Programmes from the heart of the Musikverein

“Musikverein Close-Up”: From the 2023/24 season onwards, this is the title under which we will present programme focal points that have been developed from the heart of the Musikverein’s history. Unique programmes that refer to events, personalities and works from the history of the Gesellschaft der Musikfreunde and its music collection. In this way, the globally unique history of the Musikverein comes alive, an inspiration for concert programmes, unmistakable, touching and very close to the music.

© Wolf-Dieter Grabner

Music is close to you. And where else would the closeness that music can create be more noticeable than in the Vienna Musikverein? For more than 200 years, the Gesellschaft der Musikfreunde in Vienna has had its finger on the pulse of music. The most influential personalities of the music world sought proximity to her, wrote for her and strove to get as close as possible to the audience of the music city with their art. From the very beginning, the Musikverein was intent on linking the precious moment with history. The archive, library and collections of the Gesellschaft der Musikfreunde document what can be uniquely captured in music. Here, in one of the essential music collections in the world, music history is within reach.

And this unique music history, which took place in the Musikverein, can be experienced once again in the concerts from the 2023/24 season onwards. Under the title “Musikverein Close-Up”, the Gesellschaft der Musikfreunde in Vienna is increasingly referring to its special, unique history in its programme focuses. For example, works premiered at the Musikverein or whose original manuscripts are in the Musikverein’s archive will be performed. The programmes will increasingly refer to famous composer personalities who have inscribed themselves in the history of the Musikverein. And so in “Musikverein Close-Up”, the season’s concert programmes and focal points are repeatedly developed not only as loose ideas or from individual ideas but from the identity, the DNA of the Gesellschaft der Musikfreunde in Vienna, and thus seen: unmistakable. Living history is audible and tangible in concerts in this special place.

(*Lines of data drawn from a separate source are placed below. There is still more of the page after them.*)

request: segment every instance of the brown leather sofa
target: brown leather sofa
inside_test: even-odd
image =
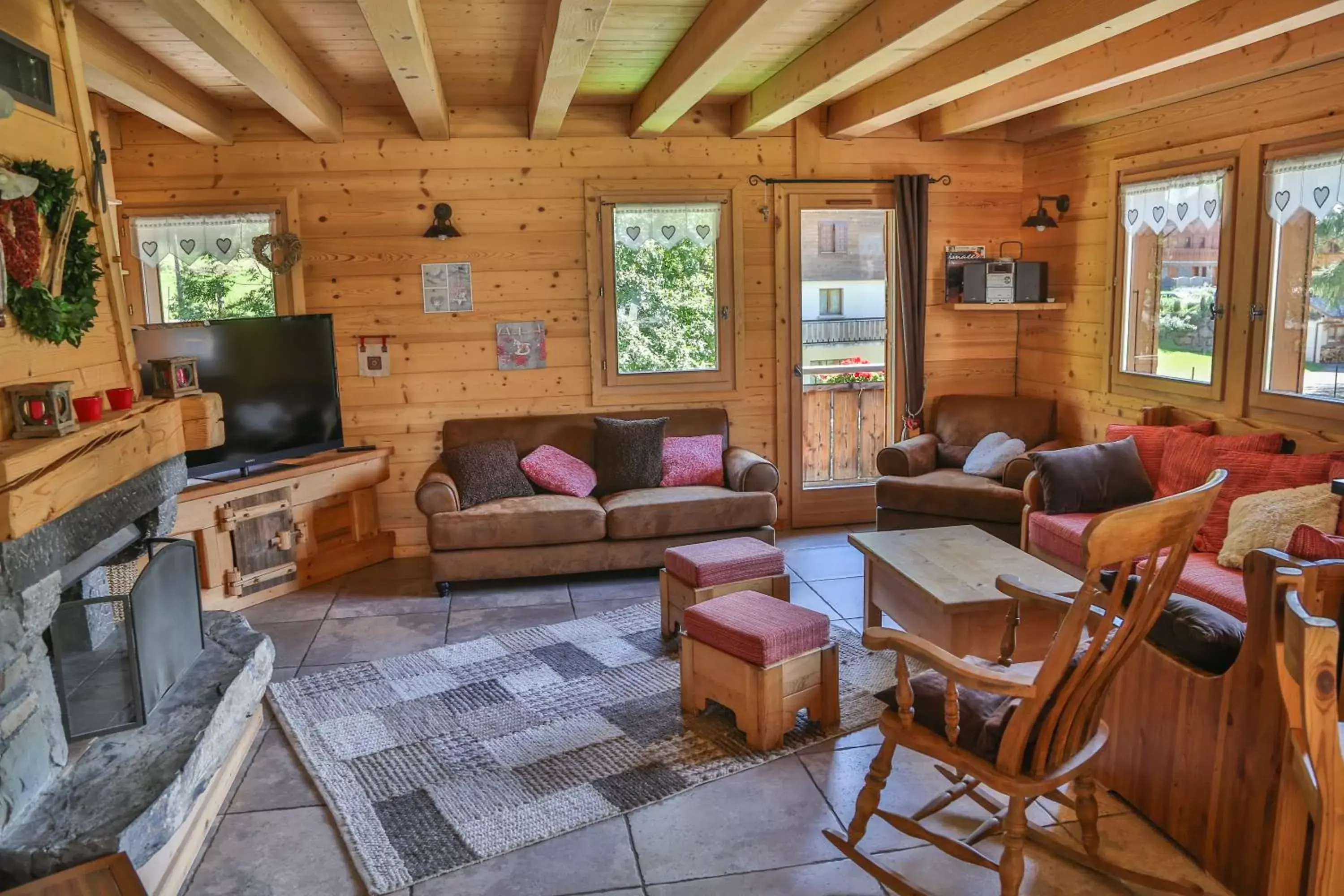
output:
[[[535,494],[462,510],[457,485],[437,461],[415,489],[415,506],[427,517],[435,582],[656,567],[664,548],[741,535],[774,544],[780,473],[758,454],[728,445],[722,408],[449,420],[444,447],[513,439],[519,457],[552,445],[591,463],[595,416],[667,416],[668,435],[720,435],[726,488],[634,489],[586,498]]]
[[[976,442],[991,433],[1021,439],[1027,451],[1063,447],[1055,441],[1055,402],[1001,395],[942,395],[925,412],[927,431],[878,453],[878,528],[927,529],[976,525],[1016,545],[1025,506],[1021,485],[1032,472],[1025,453],[1008,462],[1003,481],[961,472]]]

In addition to the programme focal points and concerts developed in this way, we would also like to take a new look at the history of the Musikverein in our publications from the coming season. And this in a free, light, essayistic form, but purposefully: “Musikverein Close-Up” as a section in our program booklets will repeatedly invite you to take a closer look at a scene, a testimony, a personality from the rich history of the Musikverein.

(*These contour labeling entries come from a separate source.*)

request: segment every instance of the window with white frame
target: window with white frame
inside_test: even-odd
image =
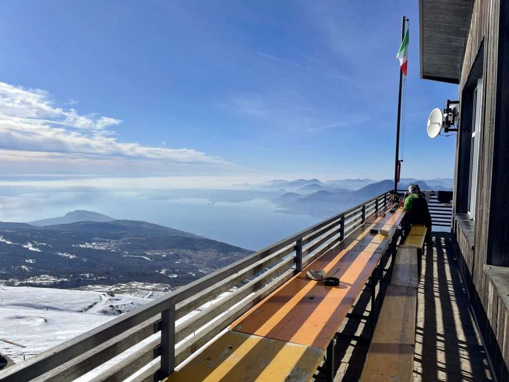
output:
[[[475,194],[477,189],[477,168],[479,164],[479,146],[481,138],[481,118],[483,105],[483,79],[477,80],[474,90],[472,107],[472,137],[470,141],[470,172],[468,182],[468,214],[475,219]]]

Let us give an example of this right now. When Riccardo Muti conducts the Cherubini Youth Orchestra he founded as an “artist in focus”, this is a commitment by the maestro to Luigi Cherubini, whom he so admires. When Muti talks about Cherubini, he never forgets the reference to Johannes Brahms and the Musikverein: because the world-famous Brahms collection of the house proves how much Brahms also appreciated the Italian master. Many volumes of Cherubini’s music, studied closely by Brahms, document this love first-hand. Or think of Beethoven’s Ninth, which Riccardo Muti will conduct two hundred years after its premiere at the Musikverein. The grand anniversary concert combines with a delicious scene from 1824, that deserves a close-up. Already after the rehearsal for the premiere, reports a contemporary witness, “Beethoven stood in the door and embraced all the dilettantes who participated”. These “dilettantes”, however, came from the Musikverein, which powered the orchestra and choir with its strength. Singing music lovers, who would later find themselves in the Singverein, were already present at the premiere of the Ninth. It is a pleasure to look at it, and so much more, such as the Brahms focus with Igor Levit. Of course, the pianist Johannes Brahms also left his mark on the Musikverein. He sat at the grand piano and bequeathed piano works in autographs to the archive, now being brought back to life in sound.

Close conditions wherever you look. Sir Antonio Pappano conducts two of the most famous fragments at the Musikverein: Schubert’s “Unfinished” and Bruckner’s Ninth. The Schubert autograph is in the Musikverein archives, but the Ninth premiere occurred in 1903 in the Musikverein’s Großen Musikvereinssaal. Ten years later, the infamous, scandalous concert with Arnold Schönberg occurred. The poster of this historic event forms the starting point for our Musikverein Festival “Courage!”. A wide range of programmes opens up when you consider how much courage the muse needs. At the same time, the works and constellations of these programs offer a subtle stimulus to take a closer look. What was it like, for example, in the same year 1913, when the “Gurre-Lieder” were premiered at the Musikverein? Who was on stage? How did the audience react? How close was this Schönberg allowed to get to them?

In all this, one can also think a little of Goethe – of the famous verses that speak so beautifully of the obvious: “Do you want to wander on and on?/ Look, the good is so close./ Learn only to seize happiness,/ Because happiness is always there.” Goethe called this poem “memory”. With this in mind, we look forward to sharing one of these memories with you.